Specify a pattern of files to exclude from indexing:

  1. Open the project module settings: menu:File[Project Structure > Modules].

  2. For the disw-web-app module, set Exclude files to .asciidoctor*;.editorconfig;.eslint*;.git*;.pnp*;*yarn*.

Defining a Profile

A profile describes the content to display in the web app. It defines three components: HeaderContent, MainContent, and FooterContent. A reference implementation is available in perserverance-dummy.tsx.

The VITE_PROFILE_NAME environment variable specifies the profile to use. It is defined in .env.development.

You can create a new profile:

  1. In the main/content directory, create a TypeScript file named e.g. my-profile.local.tsx which must export the name to be displayed in the title bar, a description for search engines and web browsers, and three function components:

    import { Hero, Main, Footer } from "+profile"
    
    export const name = "My Profile Name"
    export const description = "An accurate summary of the page content."
    
    export function HeaderContent() {
        return (
            <Hero> ... </Hero>
        )
    }
    
    export function MainContent() {
        return (
            <Main> ... </Main>
        )
    }
    
    export function FooterContent() {
        return (
            <Footer> ... </Footer>
        )
    }
  2. In the main/content directory, create a new directory named assets.local to contain image assets for the hero and the occupation timeline of the profile page.

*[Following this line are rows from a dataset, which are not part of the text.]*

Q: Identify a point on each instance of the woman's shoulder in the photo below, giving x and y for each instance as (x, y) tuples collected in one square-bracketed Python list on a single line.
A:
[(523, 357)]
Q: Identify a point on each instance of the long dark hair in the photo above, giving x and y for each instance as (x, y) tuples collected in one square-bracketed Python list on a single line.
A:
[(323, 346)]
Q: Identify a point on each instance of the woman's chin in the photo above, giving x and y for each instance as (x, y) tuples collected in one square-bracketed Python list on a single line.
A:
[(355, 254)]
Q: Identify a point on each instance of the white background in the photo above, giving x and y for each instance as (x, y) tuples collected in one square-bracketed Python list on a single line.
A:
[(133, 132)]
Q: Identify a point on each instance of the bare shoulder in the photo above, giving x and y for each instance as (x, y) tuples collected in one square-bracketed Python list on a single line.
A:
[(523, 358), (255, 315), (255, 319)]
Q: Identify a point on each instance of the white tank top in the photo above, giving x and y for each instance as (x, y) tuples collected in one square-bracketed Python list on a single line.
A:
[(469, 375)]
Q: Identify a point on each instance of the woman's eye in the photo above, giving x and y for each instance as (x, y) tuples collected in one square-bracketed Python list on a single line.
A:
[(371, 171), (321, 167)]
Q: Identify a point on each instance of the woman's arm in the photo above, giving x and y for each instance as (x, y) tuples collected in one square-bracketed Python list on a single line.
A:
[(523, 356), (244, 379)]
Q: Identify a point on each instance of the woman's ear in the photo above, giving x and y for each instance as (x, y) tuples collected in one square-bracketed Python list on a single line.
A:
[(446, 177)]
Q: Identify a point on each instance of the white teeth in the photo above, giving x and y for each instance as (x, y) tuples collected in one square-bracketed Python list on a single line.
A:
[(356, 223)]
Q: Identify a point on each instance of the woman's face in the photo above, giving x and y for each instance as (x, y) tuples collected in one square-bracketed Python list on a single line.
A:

Use the HeroImage and ThemedArticleImage components to encapsulate the image assets in their own components. Provide images in multiple sizes to accommodate responsive design. Encode the images as WebP files and provide a JPEG file as a fallback.

  3. In the project root directory, create a new file named .env.development.local (or .env.production.local when building for production). Override the VITE_PROFILE_NAME environment variable to use the new profile by specifying the name of the TypeScript file without the .tsx extension:

    VITE_PROFILE_NAME=my-profile.local
Important

The Git repository in this project ignores files and directories whose names contain the substring .local. Use this to prevent personal information from leaking into the repository. Examples: my-profile.local.tsx and assets.local.

Tip

When switching between profiles in .env.development.local, you may hit this error in the web browser console:

Uncaught Error: Hook can only be invoked from render methods.

You can resolve this error by restarting the development server.

Common Tasks

The scripts field in package.json defines a set of daily work tasks. Corresponding IntelliJ IDEA configurations are located in .idea/runConfigurations.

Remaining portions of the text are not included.